And What does you Husband do?

Every time I get asked that question, I flint a little, not knowing the intention of the person asking that question. And it happens in the most unexpected situations: when I am meeting a psychologist for the first time, or when I am at a yoga retreat, when I attending a conference, when I am at a job interview, and/or when I am talking to a professional from another field about psychology. Every time, without fail, I get asked the very same question by different people, “And what does your husband do?” In the first few times of being asked this question, I was stunned and would feel very odd at the prospect of answering this question, wondering what it had to do with my academic and professional background. I am not sure if this is just a Mumbai thing or if it is pan-India…but it sure seems bizarre and inappropriate to me; it seems very normal to the people asking it.

However, I am not surprised that this question is asked on almost a routine basis. I think the concept of “personal space” is still alien to the Indian psyche, where we are deeply rooted in a very collectivist and familial system, making others space, others business, our own. Although as a culture Indians are gradually drifting from this collectivist attitude, this concept of personal space has yet to seep into the personal and professional realms of people’s lives. This concept of personal space is absent even in the physical realm. To give you a simple example, every time I am standing in line either to buy a train ticket or what not, I find that the person behind me is unable to maintain a decent distance from me. Either their hands are touching my back or their bag is nudging my side, or they are so close to me I can feel their breath or smell the coconut oil from their hair. It is annoying!

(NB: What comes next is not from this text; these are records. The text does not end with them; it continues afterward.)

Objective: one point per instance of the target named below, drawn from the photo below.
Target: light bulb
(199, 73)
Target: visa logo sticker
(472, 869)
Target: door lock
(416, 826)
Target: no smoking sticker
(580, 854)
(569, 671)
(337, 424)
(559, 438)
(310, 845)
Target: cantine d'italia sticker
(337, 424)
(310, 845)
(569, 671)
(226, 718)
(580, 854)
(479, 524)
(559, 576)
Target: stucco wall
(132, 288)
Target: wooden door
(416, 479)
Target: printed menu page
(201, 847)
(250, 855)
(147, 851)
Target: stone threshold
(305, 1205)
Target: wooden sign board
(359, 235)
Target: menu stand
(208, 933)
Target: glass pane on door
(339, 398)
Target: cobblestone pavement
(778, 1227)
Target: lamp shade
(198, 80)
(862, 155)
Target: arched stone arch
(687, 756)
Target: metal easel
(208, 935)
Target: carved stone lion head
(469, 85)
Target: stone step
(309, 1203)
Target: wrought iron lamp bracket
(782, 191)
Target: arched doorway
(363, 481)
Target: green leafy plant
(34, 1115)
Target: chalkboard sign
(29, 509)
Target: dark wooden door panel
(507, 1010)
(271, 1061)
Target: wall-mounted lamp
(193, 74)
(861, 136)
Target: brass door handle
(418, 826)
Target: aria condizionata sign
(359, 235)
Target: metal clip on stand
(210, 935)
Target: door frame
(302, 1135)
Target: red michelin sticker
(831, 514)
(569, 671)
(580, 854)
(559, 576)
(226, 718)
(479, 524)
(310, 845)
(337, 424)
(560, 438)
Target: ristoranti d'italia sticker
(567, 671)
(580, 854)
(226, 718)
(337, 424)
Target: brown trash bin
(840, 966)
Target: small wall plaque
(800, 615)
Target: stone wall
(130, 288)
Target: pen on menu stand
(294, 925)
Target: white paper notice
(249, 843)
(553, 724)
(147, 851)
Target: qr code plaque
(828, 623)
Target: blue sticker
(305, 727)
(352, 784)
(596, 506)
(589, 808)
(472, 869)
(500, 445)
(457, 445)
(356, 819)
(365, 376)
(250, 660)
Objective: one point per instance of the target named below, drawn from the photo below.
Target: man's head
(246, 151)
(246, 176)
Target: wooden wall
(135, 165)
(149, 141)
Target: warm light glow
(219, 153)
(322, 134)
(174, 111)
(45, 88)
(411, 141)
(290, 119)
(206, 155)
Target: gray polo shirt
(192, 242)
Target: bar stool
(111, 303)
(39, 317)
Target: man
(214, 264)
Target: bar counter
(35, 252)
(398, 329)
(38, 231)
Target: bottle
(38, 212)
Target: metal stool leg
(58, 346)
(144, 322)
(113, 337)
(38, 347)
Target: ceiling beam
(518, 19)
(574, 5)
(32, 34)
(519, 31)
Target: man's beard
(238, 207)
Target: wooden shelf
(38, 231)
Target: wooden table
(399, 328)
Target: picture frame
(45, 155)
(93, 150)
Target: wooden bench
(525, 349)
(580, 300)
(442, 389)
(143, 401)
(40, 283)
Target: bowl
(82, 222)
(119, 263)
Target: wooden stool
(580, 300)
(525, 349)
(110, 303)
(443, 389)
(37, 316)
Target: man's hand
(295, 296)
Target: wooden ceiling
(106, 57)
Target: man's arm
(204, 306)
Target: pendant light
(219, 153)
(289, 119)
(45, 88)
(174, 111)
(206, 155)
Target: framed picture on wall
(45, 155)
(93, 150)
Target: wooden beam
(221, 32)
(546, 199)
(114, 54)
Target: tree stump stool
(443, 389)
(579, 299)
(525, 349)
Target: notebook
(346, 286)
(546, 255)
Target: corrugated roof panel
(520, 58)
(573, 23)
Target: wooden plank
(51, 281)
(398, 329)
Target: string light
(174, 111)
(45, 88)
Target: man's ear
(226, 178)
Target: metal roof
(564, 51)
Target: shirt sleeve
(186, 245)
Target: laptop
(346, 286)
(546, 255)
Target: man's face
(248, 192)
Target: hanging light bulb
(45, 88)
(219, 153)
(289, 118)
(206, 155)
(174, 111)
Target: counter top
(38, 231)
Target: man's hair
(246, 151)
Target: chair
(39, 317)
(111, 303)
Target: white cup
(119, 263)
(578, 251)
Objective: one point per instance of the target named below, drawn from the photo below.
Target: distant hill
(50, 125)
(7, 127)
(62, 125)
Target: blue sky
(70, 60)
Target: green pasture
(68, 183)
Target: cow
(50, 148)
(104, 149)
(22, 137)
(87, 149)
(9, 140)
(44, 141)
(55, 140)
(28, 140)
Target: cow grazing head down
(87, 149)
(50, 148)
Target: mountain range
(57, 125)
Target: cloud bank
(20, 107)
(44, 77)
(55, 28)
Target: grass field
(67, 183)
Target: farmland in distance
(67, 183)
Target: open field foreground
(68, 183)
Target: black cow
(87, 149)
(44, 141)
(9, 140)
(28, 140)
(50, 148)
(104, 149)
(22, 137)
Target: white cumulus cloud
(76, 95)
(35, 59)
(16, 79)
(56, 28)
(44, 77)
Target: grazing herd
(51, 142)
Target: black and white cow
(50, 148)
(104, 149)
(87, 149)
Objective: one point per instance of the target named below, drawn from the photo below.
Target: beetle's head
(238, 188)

In the USA, when I was networking with psychiatrists or psychologists, if I was a job interview, if I was at a conference, I was never asked what my husband did for a living. Even more interesting, now that I think about it, I was never even asked if I was married! My interactions with professionals were strictly professional and people never crossed the boundary between personal and professional. Was it that people in the USA did not inquire about what my husband did for a living because they did not care? Was it because it did not matter to them whether I was married or not? No and No! The people I met on a professional basis only focused on me, on my credentials, and what I could bring to the table as a professional.

I can’t help but wonder why I am routinely asked the question about my husband’s job and what he does. Is it because knowing what my husband does will reflect on me and my social status? Is it because people think I, as a private practitioner, I will not be able to stand on my two feet and will require the financial backing of my husband? Is it the case that, by knowing what my husband does, people will develop of certain opinion about me, irrespective of my own merit and experience? I have no clue.

However, these days when I am asked, with all sincerity and curiosity, “And what does your husband do?”, I respond and tell them exactly what he does with great pride, whilst also wondering that if Rochelle Suri were a man and was talking to a professional in India, would she be asked, “And what does your wife do?” I really have to wonder…


6 Comments (+add yours?)

  1. SFdave
    Jan 18, 2012 @ 18:42:00

    Are you honest and tell them he drinks too much and gets half naked at his own birthday parties?


  2. SFdave
    Jan 18, 2012 @ 18:52:31

    I’m great. The weather has been uncharacteristically beautiful (though we need some rain). Boys are hilarious. Things are getting better…7 months with no booze 😉 I need you two here to roll me into a karaoke joint and get crazy!!

    Miss you guys so much!


    • Dr. Suri
      Jan 18, 2012 @ 18:59:16

      I am so happy for you and so glad ha things are moving along. Good for you for staying on the wagon!! Yes, a karaoke night does sound delicious…..guess you will have to come to Mumbai for that. I hope it will be soon. We miss you and boys as well and think of the good ol’ times quite often.


  3. dorisbersing
    Jan 18, 2012 @ 20:54:53

    Of course they will never ask: “…what does your wife do…” As you know, throughout much of history, women have been afforded fewer rights in marriage, denied the ability to exercise their civil rights, received lower wages, and subjected to the societal decree that their sexuality is wrong and their advancement in the ladder of success in society and the professional world a sample of rebellion and disrespect to the norm. Despite this, women possess a unique set of characteristics that enable them to survive and persevere in the harshest of circumstances. Examples exist in a variety of contexts, including patriarchal repression in social, political, and religious contexts.

    Nice to be asked to respond with pride what equalitarian and fair husband you have…indeed.



    • Dr. Suri
      Jan 19, 2012 @ 15:07:39

      Yes, women still have to make a place in the 21st century, and it is more apparent in Mumbai than when I was living in San Francisco. It wasn’t so blatant there and, in a way, these experiences are teaching me that as a woman, I had it good in the USA. In India, we still have a ways to go where status of women is concerned.